The four patients with intermittent UPJO underwent pelvic derotation and straightening of the ureteropelvic junction. Derotation was achieved by detaching the lower renal pole and by suturing the peritoneum behind the ureteropelvic junction; this caused a forward rotation of the major axis of the kidney, thus straightening the junction.

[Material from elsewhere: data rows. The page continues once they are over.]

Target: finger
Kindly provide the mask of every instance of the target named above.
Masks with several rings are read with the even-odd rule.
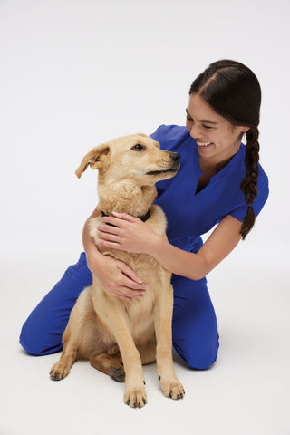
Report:
[[[102,238],[98,238],[97,243],[99,245],[102,245],[102,246],[105,247],[111,247],[111,249],[121,249],[121,250],[125,250],[125,248],[121,247],[119,243],[116,242],[106,242],[106,240],[102,240]]]
[[[119,219],[127,220],[128,222],[136,222],[138,220],[138,218],[129,215],[128,213],[117,213],[116,211],[112,211],[111,214]]]
[[[119,234],[120,228],[118,227],[111,227],[111,225],[98,225],[97,231],[117,235]]]
[[[97,235],[102,240],[106,240],[108,242],[119,243],[119,236],[117,236],[116,234],[105,233],[103,231],[97,231]]]
[[[114,218],[112,216],[103,216],[102,218],[101,218],[101,220],[105,224],[114,225],[115,227],[120,227],[124,221],[124,219]]]
[[[123,275],[130,278],[134,283],[140,284],[144,285],[144,288],[148,288],[148,285],[143,283],[141,279],[135,274],[135,272],[129,267],[129,266],[125,265],[125,263],[121,263],[120,270]]]

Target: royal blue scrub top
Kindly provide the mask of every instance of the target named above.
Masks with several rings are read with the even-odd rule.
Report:
[[[197,252],[202,245],[200,236],[210,230],[227,215],[242,221],[247,210],[240,188],[246,175],[246,147],[241,143],[237,154],[198,193],[202,175],[196,140],[186,127],[161,125],[151,135],[161,150],[181,155],[180,169],[170,179],[157,183],[159,204],[168,219],[169,242],[181,249]],[[259,164],[258,195],[253,203],[256,217],[268,197],[268,179]]]

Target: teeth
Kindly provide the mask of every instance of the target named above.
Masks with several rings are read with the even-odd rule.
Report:
[[[212,142],[197,142],[198,147],[207,147],[207,145],[210,145]]]

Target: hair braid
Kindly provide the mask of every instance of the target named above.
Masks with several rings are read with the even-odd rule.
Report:
[[[257,127],[252,127],[246,132],[246,177],[241,181],[240,188],[245,195],[245,201],[247,203],[247,210],[243,219],[241,235],[243,239],[249,233],[255,224],[255,213],[253,210],[253,202],[257,196],[257,178],[259,175],[259,168],[257,166],[259,161],[259,130]]]

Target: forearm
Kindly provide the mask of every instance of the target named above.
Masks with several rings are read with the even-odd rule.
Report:
[[[100,257],[102,256],[102,254],[99,252],[93,239],[90,236],[90,227],[89,227],[89,221],[92,218],[97,218],[101,212],[95,208],[92,214],[90,216],[90,218],[86,220],[84,227],[83,227],[83,231],[82,231],[82,245],[83,248],[86,254],[87,257],[87,263],[88,266],[90,268],[91,266],[91,259],[93,257],[94,259],[98,255],[100,255]]]
[[[205,258],[198,254],[179,249],[159,237],[151,245],[149,254],[166,270],[187,278],[201,279],[210,270]]]

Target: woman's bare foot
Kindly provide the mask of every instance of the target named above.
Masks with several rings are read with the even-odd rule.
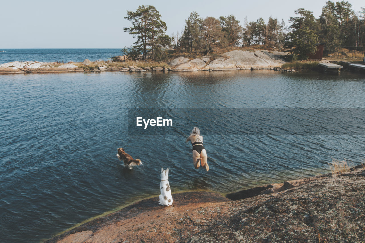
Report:
[[[201,159],[201,158],[198,158],[196,159],[196,162],[194,163],[195,169],[199,169],[199,167],[200,167],[200,159]]]
[[[208,165],[207,163],[205,163],[205,165],[204,166],[204,167],[205,167],[205,169],[207,170],[207,171],[209,170],[209,166]]]

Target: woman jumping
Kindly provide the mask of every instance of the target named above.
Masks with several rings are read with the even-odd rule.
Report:
[[[200,161],[201,161],[201,167],[205,168],[207,171],[209,170],[209,166],[207,162],[208,156],[207,151],[203,146],[203,137],[200,136],[200,131],[196,127],[193,128],[193,131],[190,136],[188,138],[186,142],[191,141],[193,144],[193,162],[194,167],[198,169],[200,166]],[[193,142],[193,141],[194,142]]]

Five patients with non-functioning or dysplastic kidneys underwent laparoscopic nephrectomy. The removal of hypodysplastic kidneys resulted very easy because the laparoscopic magnification was extremely useful in isolating and removing the hypoplastic residues. The removal of seemingly normal kidneys with impaired renal function was more complex given the number of aberrant vessels and vascular abnormalities. The patient with VUR underwent endoscopic correction with endoscopic dextranomer/hyaluronic acid injection. The two asymptomatic patients undergo regular annual US check. Hypospadias and criptorchidism were corrected at same time of the principal operation or as single procedure in observational cases.

Results

After a mean follow-up of 6.9 yrs all patients are free of symptoms and blood pressure values normalized in those who underwent nephrectomy or pyeloplasty. Symptoms resolved in 13 out of 15 surgical patients. 2 patients needed the positioning of a double J stent from 3 to 8 months after pyeloplasty that was removed from 6 to 12 weeks after the procedure. Mag 3 renal scan remained stable or improved. Mean operating time was 170 minutes (range 40 - 200 minutes), and mean hospital stay was 2.5 days (range 1-7). There were no intraoperative or post-operative complications and none of the patients experienced major complications. In no case was conversion to open surgery necessary. Intraperitoneal drainage was removed after one or two days.

Those who underwent pelvic derotation are free of symptoms, show stable US and diuretic MAG3 renogram (Table 1) & (Figure 1-7).